Todo comenzó en los conventillos
El hacinamiento en las viviendas colectivas es un resabio de una ciudad aluvional
Los problemas habitacionales estuvieron presentes en Buenos Aires desde las primeras oleadas inmigratorias, especialmente a partir de 1879.
Hoy, en la ciudad hay 90.000 porteños que viven en hoteles y pensiones, a razón de entre 5 y 6 por cuarto y en su mayoría sin baño privado.
En los umbrales del siglo XXI ya no se trata de extranjeros recién bajados del barco ni de gente del interior que vino a buscar trabajo. Son porteños que perdieron su techo y las condiciones de vida a las que están sujetos hace casi obligatoria la comparación con los conventillos que comenzaron a formarse en Buenos Aires hacia fines del siglo XIX.

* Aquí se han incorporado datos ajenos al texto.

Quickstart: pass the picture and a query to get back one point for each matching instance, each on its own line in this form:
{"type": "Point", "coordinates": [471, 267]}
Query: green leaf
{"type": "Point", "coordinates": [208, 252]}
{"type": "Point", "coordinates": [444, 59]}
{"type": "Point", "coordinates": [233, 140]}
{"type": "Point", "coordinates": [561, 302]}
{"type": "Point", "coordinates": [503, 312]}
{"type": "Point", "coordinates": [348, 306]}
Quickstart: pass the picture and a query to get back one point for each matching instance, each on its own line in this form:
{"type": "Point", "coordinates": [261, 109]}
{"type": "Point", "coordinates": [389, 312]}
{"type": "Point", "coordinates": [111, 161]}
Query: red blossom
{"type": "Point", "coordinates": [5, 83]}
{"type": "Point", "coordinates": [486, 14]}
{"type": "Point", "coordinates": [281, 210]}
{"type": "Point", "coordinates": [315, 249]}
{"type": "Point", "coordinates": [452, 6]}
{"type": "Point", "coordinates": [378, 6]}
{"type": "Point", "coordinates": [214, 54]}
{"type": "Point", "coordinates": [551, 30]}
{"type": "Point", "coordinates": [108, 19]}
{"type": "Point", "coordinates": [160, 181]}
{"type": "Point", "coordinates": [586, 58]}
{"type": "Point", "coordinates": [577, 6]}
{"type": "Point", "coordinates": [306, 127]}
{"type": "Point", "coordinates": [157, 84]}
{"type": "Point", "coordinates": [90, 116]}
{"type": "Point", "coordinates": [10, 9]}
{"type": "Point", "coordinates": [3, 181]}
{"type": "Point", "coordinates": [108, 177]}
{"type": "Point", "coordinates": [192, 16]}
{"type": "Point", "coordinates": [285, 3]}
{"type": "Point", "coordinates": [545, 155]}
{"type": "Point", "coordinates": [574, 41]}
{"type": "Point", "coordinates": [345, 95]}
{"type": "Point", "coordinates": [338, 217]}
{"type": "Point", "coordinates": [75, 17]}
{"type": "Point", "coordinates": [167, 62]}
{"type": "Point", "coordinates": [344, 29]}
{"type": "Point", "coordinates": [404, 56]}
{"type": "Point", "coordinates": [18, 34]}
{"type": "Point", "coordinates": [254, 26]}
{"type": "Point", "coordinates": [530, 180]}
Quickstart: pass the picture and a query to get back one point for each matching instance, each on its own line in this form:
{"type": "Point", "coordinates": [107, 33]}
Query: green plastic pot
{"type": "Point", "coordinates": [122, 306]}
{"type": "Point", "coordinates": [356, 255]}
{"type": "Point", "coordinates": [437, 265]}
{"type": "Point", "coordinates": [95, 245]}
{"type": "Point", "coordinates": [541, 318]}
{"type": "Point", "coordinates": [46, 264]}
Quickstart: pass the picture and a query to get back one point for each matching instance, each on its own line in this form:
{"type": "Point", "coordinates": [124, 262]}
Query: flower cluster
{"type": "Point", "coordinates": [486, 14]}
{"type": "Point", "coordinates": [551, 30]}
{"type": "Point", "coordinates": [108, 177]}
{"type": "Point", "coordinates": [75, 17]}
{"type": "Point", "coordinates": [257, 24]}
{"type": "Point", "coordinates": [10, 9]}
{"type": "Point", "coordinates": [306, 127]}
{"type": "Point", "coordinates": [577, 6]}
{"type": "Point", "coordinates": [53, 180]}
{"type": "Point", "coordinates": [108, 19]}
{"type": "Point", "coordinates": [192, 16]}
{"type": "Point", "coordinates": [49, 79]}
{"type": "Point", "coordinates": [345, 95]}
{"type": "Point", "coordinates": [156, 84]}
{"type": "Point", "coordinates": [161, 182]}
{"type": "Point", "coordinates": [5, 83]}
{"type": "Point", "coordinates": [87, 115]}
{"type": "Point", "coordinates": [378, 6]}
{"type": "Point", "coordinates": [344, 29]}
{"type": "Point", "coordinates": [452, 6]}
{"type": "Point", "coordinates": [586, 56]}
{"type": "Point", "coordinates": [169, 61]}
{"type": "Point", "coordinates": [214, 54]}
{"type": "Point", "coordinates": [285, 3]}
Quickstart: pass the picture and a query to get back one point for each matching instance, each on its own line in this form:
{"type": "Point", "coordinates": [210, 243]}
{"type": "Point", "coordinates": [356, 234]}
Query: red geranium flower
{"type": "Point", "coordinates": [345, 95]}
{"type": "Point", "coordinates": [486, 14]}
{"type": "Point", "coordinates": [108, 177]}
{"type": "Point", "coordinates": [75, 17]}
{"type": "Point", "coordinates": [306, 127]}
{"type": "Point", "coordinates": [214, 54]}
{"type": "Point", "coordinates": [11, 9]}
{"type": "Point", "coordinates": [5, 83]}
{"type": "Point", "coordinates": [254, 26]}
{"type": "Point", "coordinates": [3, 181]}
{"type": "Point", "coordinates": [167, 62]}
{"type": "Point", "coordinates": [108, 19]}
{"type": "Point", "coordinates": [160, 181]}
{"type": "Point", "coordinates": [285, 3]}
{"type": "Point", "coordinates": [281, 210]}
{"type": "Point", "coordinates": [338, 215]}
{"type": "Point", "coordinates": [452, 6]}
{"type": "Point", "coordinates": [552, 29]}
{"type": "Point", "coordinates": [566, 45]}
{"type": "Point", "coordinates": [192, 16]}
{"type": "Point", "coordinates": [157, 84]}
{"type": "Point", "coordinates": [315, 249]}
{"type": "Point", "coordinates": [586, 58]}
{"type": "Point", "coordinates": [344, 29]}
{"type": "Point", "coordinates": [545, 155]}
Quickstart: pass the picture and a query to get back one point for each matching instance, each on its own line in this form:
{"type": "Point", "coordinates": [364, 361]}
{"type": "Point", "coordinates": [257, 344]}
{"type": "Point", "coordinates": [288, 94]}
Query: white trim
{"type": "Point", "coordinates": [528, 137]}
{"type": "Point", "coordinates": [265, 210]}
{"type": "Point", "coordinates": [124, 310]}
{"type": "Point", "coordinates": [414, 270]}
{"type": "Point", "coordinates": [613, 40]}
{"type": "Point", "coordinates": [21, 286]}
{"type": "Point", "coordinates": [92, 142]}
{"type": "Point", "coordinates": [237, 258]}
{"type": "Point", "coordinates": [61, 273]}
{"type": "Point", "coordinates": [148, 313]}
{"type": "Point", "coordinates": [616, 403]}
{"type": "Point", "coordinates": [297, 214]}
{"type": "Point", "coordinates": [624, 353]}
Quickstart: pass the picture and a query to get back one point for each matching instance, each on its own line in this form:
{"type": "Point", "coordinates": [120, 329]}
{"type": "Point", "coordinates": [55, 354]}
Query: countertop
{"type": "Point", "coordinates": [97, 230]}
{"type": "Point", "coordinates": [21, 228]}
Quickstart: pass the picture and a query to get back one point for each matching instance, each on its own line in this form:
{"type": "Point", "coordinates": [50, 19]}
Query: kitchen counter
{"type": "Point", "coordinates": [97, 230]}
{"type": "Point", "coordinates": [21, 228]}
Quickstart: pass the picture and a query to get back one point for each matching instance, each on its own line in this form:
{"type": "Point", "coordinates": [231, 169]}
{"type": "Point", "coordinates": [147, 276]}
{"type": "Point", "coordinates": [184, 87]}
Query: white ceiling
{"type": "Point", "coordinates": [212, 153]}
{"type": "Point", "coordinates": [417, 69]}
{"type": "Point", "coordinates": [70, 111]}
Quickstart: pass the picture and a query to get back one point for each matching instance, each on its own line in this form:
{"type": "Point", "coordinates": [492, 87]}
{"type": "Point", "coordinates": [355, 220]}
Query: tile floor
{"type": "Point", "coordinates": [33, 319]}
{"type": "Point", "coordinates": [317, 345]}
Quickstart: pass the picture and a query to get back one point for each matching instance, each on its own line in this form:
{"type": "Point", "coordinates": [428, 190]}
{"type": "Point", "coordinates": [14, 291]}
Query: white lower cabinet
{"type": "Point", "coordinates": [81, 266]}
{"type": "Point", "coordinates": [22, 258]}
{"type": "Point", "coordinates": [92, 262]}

Algunos señalan que los conventillos tomaron su nombre de una derivación de la expresión irónica española "el convento como prostíbulo".
Otros aseguran que se los llamó así por la similitud que tenían esas construcciones con las casas monacales, donde las celdas eran pequeñas, seriadas y numeradas, al igual que las habitaciones en el conventillo.
Se ubicaban en el centro de la ciudad y tenían instalaciones precarias. Algunos eran antiguas mansiones que fueron abandonadas por sus moradores, que, tras la epidemia de fiebre amarilla de 1871, se fueron a vivir al Barrio Norte. Otros eran casas tipo chorizo que se habían construido especialmente para alquilar las habitaciones. Los primeros se formaron cerca de la costa del río, por San Telmo o La Boca. En 1785 se construyó Los Altos de Escalada, el primer conventillo porteño. En 1879, ya se habían multiplicado notablemente y sumaban 1770, con 51.915 habitantes.
La superficie promedio era de 1,6 metro cuadrado por persona.
El precio común del alquiler de una pieza era de 20 pesos por mes, una cifra que muchas veces era superior al promedio salarial de los habitantes del conventillo.
Esto provocaba las famosas huelgas de inquilinos que bregaban por una rebaja en los alquileres y por que el gobierno municipal garantizara el fin de los desalojos.
En vano, la Municipalidad trató de poner orden e higiene en los conventillos. Se establecieron medidas mínimas de habitabilidad. Pero los dueños de los inquilinatos rara vez las respetaban.
Los conventillos más famosos fueron Las Catorce Provincias, El Universo y el denominado Conventillo de la Paloma.
Eran edificaciones de uno o dos pisos, con una sola puerta de calle y con cuartos sobre los patios internos, que a veces eran tan estrechos que llegaban a convertirse en corredores.
Se compartían los baños, los lavatorios, las letrinas, la cocina y los lavaderos. En las piezas vivían familias enteras, a veces con seis o siete hijos, lo que provocaba hacinamiento y promiscuidad.
También aguantaderos
Los habitantes pertenecían a las más diversas esferas de la actividad ciudadana. Había gente de trabajo y también sujetos que establecían allí su guarida para vivir fuera de la legalidad. Criollos, italianos, turcos, gallegos, rusos, entre otros, convivían en ese mundo en el que no faltaban las grescas diarias.
La higiene parecía una palabra prohibida. Según narran los diarios de la época, "un tufo de aceite rancio impregnaba todos los ambientes".
Durante las epidemias, los colchones y todos los enseres considerados sujetos a la infección pasaban a formar parte de un incendio general, para la desesperación de sus pobladores.
Para dormir, los más pobres tenían dos opciones: el sistema de "cama caliente", en el que se alquilaba un lecho por turnos rotativos para descansar una par de horas, o la maroma, que eran sogas amuradas a la pared a la altura de los hombros. Quien optaba por ese método debía pasarse las sogas por debajo de las axilas, dejar caer el peso del cuerpo y dormir parado.